Alvin Varmall, Jr, a paid-for fighter who appears on nearly every show, 183, LaPlace, LA, 14-0-1 (12), clobbered out Nicholas Lavin, 192, Derby, CT, 5-7 (4), in 1:37 of the first, scheduled six. The solidly-built favorite did what he always does, came in like a runaway truck and drove Lavin to the ropes, both hands hammering away at close range. The underdog flurried back a couple times and tried to get off the ropes, but was overwhelmed and brutally battered. Finally, a vicious left uppercut crumbled Lavin to all fours for the count of referee David Franciosi.
Frederic Julan, 181 ½, Bklyn, 7-0 (5), stopped rugged trialhorse Willis Lockett, 182, Takoma Park, MD, 15-22-6 (5), in a fairly tame scheduled six. The southpaw favorite boxed well within himself, lefty one-twos and straight left leads, while the underdog plodded forward without punching. Finally in the third, Lockett landed a long right sucker punch that set Julan back a bit. But by the fifth, Fred was punching smartly and consistently, with Lockett not coming out for the final round. Ronald Bashir refereed.
Tomas Romain, 130 ½, Bklyn, 5-1, won a slick six from Sidell Blocker, 131 ½, Pleasantville, 1-10-1. Despite a poor record, the tall, spindly and relentlessly mobile Blocker is not an easy win. But Romain stalked effectively, fought a controlled offense, stepping smartly within range and getting off short combos to dominate more and more as the contest wore on. The determined Blocker hung in to a bristly finish in a good, albeit lopsided, fight. McNair scored 59-55, the others 60-54, all for Romain.
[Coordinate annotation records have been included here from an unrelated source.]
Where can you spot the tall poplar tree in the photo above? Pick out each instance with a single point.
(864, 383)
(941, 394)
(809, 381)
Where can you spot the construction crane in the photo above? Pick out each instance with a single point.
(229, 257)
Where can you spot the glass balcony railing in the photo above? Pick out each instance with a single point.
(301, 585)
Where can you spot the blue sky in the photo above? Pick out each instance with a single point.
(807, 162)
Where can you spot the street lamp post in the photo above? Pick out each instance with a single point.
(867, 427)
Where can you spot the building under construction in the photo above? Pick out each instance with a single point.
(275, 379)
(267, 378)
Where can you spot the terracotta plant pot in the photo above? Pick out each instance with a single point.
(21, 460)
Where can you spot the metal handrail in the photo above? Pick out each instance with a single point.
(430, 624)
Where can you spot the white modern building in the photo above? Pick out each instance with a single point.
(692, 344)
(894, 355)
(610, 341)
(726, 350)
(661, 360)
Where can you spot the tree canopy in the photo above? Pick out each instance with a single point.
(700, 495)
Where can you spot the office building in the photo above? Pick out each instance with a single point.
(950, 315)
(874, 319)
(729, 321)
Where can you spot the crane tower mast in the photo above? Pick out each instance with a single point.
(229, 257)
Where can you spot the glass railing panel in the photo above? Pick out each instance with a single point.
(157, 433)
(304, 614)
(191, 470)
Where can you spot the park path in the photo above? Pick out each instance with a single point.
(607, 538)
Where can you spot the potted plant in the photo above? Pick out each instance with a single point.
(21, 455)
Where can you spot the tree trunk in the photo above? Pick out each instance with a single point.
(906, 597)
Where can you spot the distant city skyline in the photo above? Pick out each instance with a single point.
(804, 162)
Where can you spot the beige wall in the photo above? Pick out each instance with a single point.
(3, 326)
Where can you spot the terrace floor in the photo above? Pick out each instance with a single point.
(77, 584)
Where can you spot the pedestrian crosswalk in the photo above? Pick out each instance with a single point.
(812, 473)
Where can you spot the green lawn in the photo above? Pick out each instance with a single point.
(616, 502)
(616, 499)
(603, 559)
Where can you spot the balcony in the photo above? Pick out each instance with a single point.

Jonathan Arroyo, 145 ¾, NYC, debuted in a wild four with Steve Moore, 146 ½, Orange, 0-2. The tall southpaw rookie attacked with reckless abandon, and it nearly cost him. Looping wide but quick punches, Arroyo battered the smaller Moore nearly to a standstill by the third. But as Arroyo punched himself out a bit, the game underdog tried to rally in late third. Jonathan tried to make up for it by exploding out for the fourth and final and firing both hands full tilt. But with Moore nearly out of there, Steve lashed back wildly with a lucky punch, a left that made Arroyo’s knees collapse and he went to the canvas. Bashir gave a count. Moore took the fight to him for what was left of the round but didn’t have enough left to turn it around. Weisfeld had the best score at 39-36, the others 39-37, unanimous for Arroyo.